O Conto da Aia foi escrito por Margaret Atwood e se passa num futuro distópico, nos Estados Unidos no qual a constituição foi rasgada, o presidente foi morto juntamente com todo o Congresso  e todas as mulheres deserdadas,ou seja, todas as mulheres perderam o direito de possuírem e administrarem seu próprio dinheiro e de trabalharem. Esse novo regime declarou adúlteros todos os segundos casamentos, assim como as uniões realizadas fora da religião oficial do Estado. Era o caso de Offred, personagem que narra essa estória, por isso sua filha lhe foi tomada e doada para adoção, e ela foi tornada aia, sem nunca mais ter notícias de sua família.

 Offred explica ao leitor como esse golpe que se sucedeu transformou os Estados Unidos na República de Gilead e o modo como mulheres foram separadas em "cargos". Ela sendo uma aia, tinha a função de se reproduzir por isso o nome Offred que significa "Do Fred", nome do homem do qual ela servia. 


Além das Aias temos as Marthas, que são mulheres mais velhas encarregadas de cuidar da casa, as Esposas, mulheres de classe mais alta que por algum motivo não explicito no livro, perderam suas capacidades reprodutivas e são obrigadas a criar os filhos das aias e as Salvadoras, que ensinam como as mulheres devem se comportar dentro desse novo regime que tem base na Bíblia .

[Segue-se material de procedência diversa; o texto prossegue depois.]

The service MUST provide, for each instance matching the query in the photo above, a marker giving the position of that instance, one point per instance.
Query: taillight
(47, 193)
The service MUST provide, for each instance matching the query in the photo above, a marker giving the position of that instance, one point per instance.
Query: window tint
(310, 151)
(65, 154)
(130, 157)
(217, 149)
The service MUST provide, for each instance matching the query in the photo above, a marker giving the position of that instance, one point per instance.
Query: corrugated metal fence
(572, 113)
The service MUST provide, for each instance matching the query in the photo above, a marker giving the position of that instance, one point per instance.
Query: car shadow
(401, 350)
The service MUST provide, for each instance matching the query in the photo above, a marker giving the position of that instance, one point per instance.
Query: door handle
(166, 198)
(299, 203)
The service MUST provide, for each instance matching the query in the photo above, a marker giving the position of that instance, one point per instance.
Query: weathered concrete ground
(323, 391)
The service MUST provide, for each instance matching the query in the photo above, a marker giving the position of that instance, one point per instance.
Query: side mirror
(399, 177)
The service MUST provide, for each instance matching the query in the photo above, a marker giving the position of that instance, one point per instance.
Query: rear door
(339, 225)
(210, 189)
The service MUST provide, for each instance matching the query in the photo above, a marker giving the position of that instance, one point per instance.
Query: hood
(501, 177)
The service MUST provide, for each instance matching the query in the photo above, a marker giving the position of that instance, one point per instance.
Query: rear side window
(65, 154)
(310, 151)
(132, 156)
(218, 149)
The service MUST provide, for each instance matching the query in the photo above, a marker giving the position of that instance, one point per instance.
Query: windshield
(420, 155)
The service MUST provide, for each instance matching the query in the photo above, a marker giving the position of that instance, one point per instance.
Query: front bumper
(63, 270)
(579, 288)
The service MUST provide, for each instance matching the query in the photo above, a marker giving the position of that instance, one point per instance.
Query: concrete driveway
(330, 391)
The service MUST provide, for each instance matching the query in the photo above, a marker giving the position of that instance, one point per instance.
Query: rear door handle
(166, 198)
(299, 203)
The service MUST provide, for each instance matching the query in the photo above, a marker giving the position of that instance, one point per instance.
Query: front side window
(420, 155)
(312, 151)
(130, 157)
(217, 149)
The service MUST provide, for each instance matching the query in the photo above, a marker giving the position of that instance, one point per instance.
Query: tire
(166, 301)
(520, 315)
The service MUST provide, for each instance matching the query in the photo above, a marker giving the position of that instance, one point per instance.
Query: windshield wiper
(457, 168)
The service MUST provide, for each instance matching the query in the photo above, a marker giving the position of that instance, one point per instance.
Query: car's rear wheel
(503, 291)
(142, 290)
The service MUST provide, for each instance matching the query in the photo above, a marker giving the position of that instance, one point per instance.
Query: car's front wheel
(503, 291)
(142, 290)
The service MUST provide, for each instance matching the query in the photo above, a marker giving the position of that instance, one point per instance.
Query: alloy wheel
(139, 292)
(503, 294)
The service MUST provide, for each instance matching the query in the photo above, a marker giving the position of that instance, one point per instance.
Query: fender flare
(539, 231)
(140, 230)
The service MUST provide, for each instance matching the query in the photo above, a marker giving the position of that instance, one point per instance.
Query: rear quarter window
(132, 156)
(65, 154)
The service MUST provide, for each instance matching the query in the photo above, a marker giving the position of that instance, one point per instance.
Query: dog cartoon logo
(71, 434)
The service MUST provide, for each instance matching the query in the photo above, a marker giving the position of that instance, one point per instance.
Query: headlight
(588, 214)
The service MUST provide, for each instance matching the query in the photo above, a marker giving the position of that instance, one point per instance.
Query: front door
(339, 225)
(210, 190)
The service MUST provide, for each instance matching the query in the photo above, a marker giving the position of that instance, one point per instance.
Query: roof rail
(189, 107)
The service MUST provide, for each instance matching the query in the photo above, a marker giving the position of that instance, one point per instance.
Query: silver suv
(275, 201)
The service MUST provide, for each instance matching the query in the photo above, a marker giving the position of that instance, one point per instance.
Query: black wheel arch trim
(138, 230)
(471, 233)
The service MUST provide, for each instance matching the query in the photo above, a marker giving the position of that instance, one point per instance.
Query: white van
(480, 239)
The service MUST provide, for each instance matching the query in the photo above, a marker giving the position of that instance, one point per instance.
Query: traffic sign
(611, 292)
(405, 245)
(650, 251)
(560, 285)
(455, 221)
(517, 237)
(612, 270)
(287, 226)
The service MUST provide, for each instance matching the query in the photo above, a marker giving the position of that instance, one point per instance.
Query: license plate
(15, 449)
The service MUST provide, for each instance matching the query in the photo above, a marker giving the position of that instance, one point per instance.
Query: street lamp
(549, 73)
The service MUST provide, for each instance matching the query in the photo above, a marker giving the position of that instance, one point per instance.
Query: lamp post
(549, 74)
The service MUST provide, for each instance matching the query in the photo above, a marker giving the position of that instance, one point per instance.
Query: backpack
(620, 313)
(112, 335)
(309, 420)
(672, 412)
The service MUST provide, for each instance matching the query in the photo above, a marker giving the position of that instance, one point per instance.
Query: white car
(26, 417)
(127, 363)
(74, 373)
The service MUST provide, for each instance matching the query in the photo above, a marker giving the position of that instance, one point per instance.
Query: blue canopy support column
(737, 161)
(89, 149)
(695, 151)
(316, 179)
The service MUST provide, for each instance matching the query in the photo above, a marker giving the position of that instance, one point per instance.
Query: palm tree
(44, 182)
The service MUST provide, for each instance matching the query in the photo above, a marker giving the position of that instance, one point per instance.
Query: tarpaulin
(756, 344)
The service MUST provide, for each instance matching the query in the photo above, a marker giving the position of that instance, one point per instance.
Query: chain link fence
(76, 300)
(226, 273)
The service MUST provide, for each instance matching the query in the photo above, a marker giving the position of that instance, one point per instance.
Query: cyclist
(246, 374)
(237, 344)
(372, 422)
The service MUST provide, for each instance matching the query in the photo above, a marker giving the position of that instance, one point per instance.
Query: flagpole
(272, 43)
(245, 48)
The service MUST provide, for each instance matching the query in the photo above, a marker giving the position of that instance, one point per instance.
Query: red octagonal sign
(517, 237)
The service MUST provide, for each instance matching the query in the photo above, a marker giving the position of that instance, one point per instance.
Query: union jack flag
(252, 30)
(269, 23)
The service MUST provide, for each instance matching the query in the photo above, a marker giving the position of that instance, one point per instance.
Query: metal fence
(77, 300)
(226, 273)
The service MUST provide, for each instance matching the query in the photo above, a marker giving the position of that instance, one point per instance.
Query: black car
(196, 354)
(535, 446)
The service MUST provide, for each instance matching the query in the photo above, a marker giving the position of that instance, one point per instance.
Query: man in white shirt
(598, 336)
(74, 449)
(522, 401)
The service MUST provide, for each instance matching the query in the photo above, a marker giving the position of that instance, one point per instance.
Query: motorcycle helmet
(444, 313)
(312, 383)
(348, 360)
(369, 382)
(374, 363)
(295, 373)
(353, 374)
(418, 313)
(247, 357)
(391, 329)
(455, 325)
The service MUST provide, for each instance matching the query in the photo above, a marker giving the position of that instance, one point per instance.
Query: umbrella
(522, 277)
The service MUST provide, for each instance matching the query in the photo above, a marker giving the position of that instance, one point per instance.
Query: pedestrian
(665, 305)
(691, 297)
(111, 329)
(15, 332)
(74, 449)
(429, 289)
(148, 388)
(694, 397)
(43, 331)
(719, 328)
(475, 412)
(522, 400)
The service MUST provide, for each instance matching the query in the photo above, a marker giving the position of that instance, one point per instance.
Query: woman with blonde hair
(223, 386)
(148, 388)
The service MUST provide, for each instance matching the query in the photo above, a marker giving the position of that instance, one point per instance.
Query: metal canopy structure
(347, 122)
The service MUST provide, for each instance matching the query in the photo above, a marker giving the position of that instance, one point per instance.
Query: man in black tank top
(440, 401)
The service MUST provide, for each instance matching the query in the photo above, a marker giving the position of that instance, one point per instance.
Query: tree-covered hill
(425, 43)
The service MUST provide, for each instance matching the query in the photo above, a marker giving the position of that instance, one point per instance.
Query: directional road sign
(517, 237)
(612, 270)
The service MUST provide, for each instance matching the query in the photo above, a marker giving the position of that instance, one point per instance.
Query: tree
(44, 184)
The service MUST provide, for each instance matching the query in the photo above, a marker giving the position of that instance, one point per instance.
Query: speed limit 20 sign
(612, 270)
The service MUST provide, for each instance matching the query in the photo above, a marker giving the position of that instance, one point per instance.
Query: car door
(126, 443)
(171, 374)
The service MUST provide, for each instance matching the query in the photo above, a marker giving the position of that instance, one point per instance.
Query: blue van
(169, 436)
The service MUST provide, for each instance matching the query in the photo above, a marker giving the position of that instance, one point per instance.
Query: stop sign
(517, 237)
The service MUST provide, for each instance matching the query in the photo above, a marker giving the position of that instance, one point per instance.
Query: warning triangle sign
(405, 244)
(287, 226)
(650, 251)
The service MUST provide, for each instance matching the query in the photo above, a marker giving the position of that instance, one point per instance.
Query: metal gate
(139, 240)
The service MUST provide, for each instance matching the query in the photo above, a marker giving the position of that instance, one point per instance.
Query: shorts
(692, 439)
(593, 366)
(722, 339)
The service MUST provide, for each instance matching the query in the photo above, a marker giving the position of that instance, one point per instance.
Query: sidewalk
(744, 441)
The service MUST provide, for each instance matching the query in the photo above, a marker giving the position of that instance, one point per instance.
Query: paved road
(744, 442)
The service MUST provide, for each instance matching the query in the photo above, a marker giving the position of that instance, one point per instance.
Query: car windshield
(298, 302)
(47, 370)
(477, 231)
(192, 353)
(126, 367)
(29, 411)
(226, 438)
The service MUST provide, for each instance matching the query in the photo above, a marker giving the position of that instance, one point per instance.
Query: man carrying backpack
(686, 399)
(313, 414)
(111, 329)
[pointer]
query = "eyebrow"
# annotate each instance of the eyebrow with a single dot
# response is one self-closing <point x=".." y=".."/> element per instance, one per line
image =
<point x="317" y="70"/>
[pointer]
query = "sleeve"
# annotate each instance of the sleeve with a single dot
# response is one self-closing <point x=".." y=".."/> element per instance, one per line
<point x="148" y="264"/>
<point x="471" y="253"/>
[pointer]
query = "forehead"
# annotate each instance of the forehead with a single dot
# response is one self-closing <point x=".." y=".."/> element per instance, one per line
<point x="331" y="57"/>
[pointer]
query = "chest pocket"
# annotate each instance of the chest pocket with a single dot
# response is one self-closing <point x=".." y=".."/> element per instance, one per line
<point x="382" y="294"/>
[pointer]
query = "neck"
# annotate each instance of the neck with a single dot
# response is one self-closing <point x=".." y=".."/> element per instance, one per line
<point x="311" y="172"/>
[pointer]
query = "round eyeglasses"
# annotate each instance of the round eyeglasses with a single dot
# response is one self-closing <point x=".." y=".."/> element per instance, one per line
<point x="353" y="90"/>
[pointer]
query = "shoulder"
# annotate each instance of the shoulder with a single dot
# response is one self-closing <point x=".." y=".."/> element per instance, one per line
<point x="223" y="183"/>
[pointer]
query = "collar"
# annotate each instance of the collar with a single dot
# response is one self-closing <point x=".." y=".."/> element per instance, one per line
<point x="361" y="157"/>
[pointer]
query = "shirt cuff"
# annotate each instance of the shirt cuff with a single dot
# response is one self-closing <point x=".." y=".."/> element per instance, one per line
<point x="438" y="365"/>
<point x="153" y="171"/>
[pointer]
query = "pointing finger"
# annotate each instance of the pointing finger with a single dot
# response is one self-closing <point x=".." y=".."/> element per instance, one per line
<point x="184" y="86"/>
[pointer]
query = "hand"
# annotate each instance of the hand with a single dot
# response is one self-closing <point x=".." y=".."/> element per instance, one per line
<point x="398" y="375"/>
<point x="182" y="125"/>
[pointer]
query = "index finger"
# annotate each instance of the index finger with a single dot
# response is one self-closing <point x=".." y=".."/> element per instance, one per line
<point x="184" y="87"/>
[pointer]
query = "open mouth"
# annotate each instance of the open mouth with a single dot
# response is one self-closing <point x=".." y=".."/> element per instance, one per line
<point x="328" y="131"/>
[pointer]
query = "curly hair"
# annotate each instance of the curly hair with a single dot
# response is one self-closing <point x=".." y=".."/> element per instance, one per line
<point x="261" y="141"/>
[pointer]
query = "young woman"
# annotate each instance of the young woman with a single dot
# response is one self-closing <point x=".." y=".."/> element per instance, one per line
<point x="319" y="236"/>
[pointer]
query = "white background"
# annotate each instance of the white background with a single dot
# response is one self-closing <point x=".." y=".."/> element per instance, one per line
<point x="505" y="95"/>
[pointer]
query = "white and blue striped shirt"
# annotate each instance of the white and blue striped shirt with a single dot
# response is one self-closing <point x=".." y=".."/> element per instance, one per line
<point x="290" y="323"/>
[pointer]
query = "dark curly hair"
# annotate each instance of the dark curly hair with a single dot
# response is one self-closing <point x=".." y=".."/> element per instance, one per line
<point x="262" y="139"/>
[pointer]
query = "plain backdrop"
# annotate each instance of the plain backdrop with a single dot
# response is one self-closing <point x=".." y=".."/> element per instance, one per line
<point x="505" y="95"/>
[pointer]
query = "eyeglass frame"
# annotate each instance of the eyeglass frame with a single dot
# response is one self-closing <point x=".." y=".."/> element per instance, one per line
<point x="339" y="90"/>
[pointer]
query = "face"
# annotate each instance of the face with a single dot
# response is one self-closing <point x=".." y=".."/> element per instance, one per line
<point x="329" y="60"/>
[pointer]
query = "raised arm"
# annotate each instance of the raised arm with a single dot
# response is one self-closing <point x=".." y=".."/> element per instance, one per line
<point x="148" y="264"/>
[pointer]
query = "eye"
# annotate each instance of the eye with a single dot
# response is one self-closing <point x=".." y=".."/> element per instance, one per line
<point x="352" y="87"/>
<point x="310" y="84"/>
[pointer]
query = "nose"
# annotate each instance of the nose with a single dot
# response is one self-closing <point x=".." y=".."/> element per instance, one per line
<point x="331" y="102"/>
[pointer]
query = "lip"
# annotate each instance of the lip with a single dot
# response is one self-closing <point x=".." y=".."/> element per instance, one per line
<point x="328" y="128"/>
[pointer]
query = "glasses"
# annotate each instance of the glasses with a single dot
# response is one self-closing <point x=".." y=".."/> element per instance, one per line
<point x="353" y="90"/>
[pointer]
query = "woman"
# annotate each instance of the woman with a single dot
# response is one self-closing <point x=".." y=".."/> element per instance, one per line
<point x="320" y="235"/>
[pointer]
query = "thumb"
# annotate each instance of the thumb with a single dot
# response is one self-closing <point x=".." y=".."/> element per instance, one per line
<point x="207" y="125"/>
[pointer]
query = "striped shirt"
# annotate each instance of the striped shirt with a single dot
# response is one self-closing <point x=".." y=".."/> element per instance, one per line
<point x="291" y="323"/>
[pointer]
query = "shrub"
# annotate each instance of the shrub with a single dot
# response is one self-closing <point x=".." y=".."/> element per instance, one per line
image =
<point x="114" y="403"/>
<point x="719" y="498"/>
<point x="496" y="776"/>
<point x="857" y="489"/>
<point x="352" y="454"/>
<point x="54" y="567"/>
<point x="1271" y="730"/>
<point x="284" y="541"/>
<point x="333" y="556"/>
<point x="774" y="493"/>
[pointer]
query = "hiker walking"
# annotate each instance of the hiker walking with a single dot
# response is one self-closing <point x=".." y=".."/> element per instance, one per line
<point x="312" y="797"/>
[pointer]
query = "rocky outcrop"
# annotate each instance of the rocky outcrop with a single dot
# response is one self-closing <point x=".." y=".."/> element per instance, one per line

(Trecho da série The Handmaid’s Tale, que foi baseada no livro O Conto da Aia)


Todas as mulheres foram obrigadas a deixar seus nomes antigos e substitui-los pelo nome de suas funções, o governo autoritário não permite desvios e pune e em casos extremos enforca  quem eles consideram traidores como mulheres que tiveram acesso a livros ou qualquer outro tipo de conhecimento, traidores por falsidade de gênero e homens que foram, de alguma forma, contra o sistema, além de enviar as quem consideram Não mulheres para colônias onde são abandonadas de maneira precária.

Eu simplesmente adorei o modo como a autora "cutuca" a sociedade atual abordando assuntos como aborto em vários momentos, pois nessa realidade mulheres não podem abortar de maneira nenhuma, afinal, são vistas descaradamente como incubadoras humanas. 

"Somos úteros de duas pernas, isso é tudo: receptáculos sagrados, cálices ambulantes."

É óbvio que ela cutuca os privilégios masculinos sociais de diversas maneiras como pode ser visto num dos trechos da obra:

"Se acontecer de você ser homem, em qualquer tempo no futuro, e tiver chegado até aqui, por favor lembre-se: você nunca será submetido à tentação de sentir que tem de perdoar um homem, como uma mulher. É difícil de resistir, creia-me. Mas lembre-se de que o perdão também é um poder. Suplicar por ele é um poder, e recusá-lo ou concedê-lo é um poder, talvez de todos o maior."

Apesar de parecer, a  autora do livro não considera a estoria  como sendo uma distopia mas sim um romance baseado em Ciência Social e que isso pode realmente vir a acontecer. E esse livro só prova como nossa luta feminista pela emancipação de mulheres é urgente e necessária, mostra como o machismo tem efeitos drásticos nas vidas de todas as mulheres sem exceção. 

Recentemente o livro foi transformado em série pela Hulu, um site parecido com a Netflix mas que ainda não chegou no Brasil e vale a pena ser assistida tanto como o livro ser lido, ambos ainda serão citado em muitos textos e resenhas desse blog.